As Peggy Noonan quotes the poet Keats, we have now long had a constituency “half in love with ease-ful death”, and today it is no longer half. By now we have reached post-modernity, and the word “euthanasia” stands in for “judicial murder.” The euthanasiacs want the right not only to arrange their own easeful deaths but to arrange them also for the defenseless inconvenient among their families and friends.
It is just a word. But as George Orwell said, people who murder the language will finally murder other human beings. And this is exactly what is illustrated in the history of the word euthanasia. The case of Terri Schiavo, a rare one in which media attention could be welcomed, made plain to huge numbers, not only in the United States but quite around the world, what it had come down to. And the United States is a jurisdiction with nothing to match the right-to-die legislation of contemporary Europe. Not only in crazy Holland, but increasingly across the continent, it is now possible to put down the elderly infirm, the malformed young, and the depressed of all ages, with little less risk of legal intervention than to put down cats and dogs.
In the final stage of the legal melodrama over Terri Schiavo, it was President Bush who had the wit to say that we “must always err on the side of life.” This, it became clear, American courts were no longer prepared to do.
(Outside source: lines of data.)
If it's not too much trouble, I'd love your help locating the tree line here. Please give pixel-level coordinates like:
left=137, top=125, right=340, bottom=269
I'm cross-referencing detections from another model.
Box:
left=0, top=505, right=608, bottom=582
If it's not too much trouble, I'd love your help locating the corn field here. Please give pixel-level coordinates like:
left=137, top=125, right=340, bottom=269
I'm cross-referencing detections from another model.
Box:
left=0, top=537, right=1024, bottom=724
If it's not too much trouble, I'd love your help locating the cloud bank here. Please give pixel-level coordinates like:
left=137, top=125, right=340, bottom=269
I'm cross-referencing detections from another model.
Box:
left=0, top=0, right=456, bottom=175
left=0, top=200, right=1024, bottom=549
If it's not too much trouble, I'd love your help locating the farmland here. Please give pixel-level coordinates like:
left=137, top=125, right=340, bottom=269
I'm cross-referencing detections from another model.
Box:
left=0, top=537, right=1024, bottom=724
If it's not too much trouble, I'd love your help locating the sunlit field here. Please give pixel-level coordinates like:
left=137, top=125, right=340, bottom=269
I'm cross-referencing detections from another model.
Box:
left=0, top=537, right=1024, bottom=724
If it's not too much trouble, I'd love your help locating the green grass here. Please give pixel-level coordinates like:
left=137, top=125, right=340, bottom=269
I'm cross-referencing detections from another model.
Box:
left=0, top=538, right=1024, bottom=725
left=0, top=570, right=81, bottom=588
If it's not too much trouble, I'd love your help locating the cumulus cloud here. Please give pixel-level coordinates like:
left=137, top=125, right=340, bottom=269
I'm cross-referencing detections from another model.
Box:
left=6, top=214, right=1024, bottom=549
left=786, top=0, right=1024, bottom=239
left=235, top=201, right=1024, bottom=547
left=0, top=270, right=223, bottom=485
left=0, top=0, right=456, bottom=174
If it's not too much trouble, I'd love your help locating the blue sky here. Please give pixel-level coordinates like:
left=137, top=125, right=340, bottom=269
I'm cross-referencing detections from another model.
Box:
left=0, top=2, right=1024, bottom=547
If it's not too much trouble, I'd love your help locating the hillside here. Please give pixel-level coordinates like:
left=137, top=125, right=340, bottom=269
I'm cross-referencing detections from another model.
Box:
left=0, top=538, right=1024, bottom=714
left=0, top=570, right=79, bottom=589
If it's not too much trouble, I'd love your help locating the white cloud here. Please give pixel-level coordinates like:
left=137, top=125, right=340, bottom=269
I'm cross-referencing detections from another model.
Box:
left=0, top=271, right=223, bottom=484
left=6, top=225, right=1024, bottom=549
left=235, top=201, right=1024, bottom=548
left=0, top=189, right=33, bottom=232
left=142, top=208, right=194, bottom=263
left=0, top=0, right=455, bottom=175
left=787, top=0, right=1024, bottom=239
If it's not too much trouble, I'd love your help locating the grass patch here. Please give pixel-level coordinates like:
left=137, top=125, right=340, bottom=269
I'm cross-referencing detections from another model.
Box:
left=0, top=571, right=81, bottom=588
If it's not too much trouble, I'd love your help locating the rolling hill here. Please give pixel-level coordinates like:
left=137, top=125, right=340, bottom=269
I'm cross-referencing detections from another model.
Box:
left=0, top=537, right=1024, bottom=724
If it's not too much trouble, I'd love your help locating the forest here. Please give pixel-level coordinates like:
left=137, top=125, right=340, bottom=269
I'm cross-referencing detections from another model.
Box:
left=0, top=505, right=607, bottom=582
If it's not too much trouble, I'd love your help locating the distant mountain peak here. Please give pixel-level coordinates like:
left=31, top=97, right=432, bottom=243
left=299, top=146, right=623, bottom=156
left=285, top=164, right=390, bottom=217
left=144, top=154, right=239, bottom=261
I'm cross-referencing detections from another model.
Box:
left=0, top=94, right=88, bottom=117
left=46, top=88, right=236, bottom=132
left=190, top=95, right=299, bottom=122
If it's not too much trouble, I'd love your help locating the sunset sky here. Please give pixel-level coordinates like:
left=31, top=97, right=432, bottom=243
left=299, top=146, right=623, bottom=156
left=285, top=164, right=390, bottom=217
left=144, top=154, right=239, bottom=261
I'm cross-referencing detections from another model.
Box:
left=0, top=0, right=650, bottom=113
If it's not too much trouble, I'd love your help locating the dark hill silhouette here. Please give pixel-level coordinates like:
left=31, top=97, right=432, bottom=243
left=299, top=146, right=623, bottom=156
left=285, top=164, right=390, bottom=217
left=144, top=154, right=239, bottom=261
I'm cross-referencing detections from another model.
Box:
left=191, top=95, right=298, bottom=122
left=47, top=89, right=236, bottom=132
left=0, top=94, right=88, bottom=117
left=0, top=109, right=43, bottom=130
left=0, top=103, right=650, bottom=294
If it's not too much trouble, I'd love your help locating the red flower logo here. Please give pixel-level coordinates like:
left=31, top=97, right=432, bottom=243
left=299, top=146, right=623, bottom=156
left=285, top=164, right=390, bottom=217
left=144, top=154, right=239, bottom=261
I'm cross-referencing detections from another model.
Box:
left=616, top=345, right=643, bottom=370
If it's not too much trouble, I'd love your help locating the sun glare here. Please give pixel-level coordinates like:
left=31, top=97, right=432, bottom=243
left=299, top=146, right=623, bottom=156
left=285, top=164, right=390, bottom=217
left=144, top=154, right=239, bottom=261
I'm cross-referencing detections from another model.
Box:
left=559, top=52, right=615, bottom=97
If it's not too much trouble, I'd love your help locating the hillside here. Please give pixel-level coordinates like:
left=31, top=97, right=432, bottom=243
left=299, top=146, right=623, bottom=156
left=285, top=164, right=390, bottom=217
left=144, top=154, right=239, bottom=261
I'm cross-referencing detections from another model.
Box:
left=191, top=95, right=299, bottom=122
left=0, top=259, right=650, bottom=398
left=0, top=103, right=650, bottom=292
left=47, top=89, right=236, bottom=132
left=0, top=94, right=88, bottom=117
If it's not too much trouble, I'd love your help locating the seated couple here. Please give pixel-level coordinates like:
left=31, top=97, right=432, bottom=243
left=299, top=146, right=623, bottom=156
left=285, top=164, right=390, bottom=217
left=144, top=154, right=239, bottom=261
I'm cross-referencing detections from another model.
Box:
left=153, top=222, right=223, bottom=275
Not just one court, but one after another, Florida and federal, consistently erred on the side of death. From beginning to end, each construed requests for intervention in the narrowest possible way to prevent real help from reaching an invalid woman. It has been well-said, and well-repeated, that no inmate on death row was so devoid of legal protection as Terri Schiavo in her final ordeal.
Ultimately, a police guard was mounted to prevent anyone from giving her water orally. This tells the whole monstrous story. I have attended the bedside of a man who was dying in similar circumstances, and no “media expert” can tell me that dehydration is a painless process. To the end, my friend, a man as brave as they come, physically pleaded for sponge and ice chips.
“The law is a ass, a idiot,” in the opinion of Dickens’s Mr. Bumble. It was an opinion that could be shared by many millions of helpless onlookers, as the Schiavo case unfolded inexorably through Holy Week, pregnant with symbolism that any true Christian could appreciate. The congressional events of Palm Sunday, the innocent victim, the thirsting for water. The crowds. At the end of which, a loving God took Terri into His care. And once again human justice had been dispensed by the learned and charming Pontius Pilate.
It was not a small and insignificant case, or even a hard case with which to make bad law. It was a case that showed that the whole constitutional order of the United States could now be put, in defiance of public will, in the service of the nihilism and narcissism that are summed in the phrase, “culture of death.”
And the battle continues for our redemption and for the pursuit of justice even in this world—for the right to life. “Thy Kingdom come, Thy will be done, in earth as it is in heaven.”